Ада, или Радости страсти - Владимир Набоков
Шрифт:
Интервал:
После того как его мягкие губы впервые коснулись, так легко, так безмолвно, ее еще более нежной кожи – высоко, на крапчатом дереве, где их могла застать лишь легко роняющая листья приблудная ardilla,[53] – ничего, сдавалось, не изменилось в одном смысле и все погибло в другом. Такие прикосновения порождают в развитии новую ткань ощущений; осязание есть слепое пятно; мы соприкасаемся силуэтами. С этого времени в определенные минуты их в остальном праздных дней, в определенных раз за разом возникающих проявлениях сдерживаемого безумия, воздвиглась тайная веха, а между ним и нею повисла завеса…
(Ада: В Ардисе они, почитай, вымерли. Ван: Кто? А, понимаю.)

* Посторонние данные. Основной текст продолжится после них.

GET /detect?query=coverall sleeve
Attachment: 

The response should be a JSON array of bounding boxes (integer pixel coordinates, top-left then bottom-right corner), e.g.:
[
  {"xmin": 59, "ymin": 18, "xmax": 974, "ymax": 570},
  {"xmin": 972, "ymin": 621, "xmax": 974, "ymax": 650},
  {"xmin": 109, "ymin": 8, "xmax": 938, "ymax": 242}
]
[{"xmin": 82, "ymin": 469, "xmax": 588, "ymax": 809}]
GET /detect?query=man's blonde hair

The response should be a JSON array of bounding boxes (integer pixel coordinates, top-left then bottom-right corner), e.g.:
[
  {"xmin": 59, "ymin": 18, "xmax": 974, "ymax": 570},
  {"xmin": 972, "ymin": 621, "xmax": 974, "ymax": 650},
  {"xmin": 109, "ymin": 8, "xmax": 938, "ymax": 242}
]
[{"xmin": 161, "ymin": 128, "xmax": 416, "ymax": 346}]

…неудалимая до поры, когда он избавился наконец от того, что необходимость таиться низводила до уровня постыдного зуда.
(Ох, Ван!)
Впоследствии, обсуждая с ней эти довольно трогательные гнусности, он так и не смог сказать, вправду ли он опасался, что его avournine[54] (как в позднейшем разговоре обозначила Аду на своем ублюдочном французском Бланш) может откликнуться на механическое проявление похоти взрывом подлинного или хорошо подделанного негодования, только ли чувство приличия и жалость к непорочному ребенку, чьи прелести были слишком неотразимы, чтобы не смаковать их исподтишка, и слишком священны, чтобы открыто покушаться на них, только ль они толкали его на эти квелые каверзы; так или иначе, а где-то он сбился с пути – это он во всяком случае сознавал. Невразумительное общее место – невразумительная невинность, пользовавшаяся столь губительной популярностью восемьдесят лет назад, навек похороненная в игривых, словно Аркадия, старинных романах несносная пошлость целомудренного волокитства – вот, вне всяких сомнений, те обычаи и обряды, что неявно маячили и за немотою его наскоков, и за тишью ее терпимости. От летнего дня, положившего начало этому сложному, боязливому баловству, никаких точных записей не осталось, но одновременно с ощущением, что в какие-то миги он в неблаговидной близости застывает у нее за спиной, ощущением обжигающего дыхания и скользящих губ, у нее возникала уверенность, что эти безмолвные, экзотические сближения начались, по-видимому, давным-давно, в неисследимом, неисчислимом прошлом, и теперь ей уже нельзя оборвать их, не признавшись в своей молчаливой потачке их ставшему в этом самом прошлом привычным повторению.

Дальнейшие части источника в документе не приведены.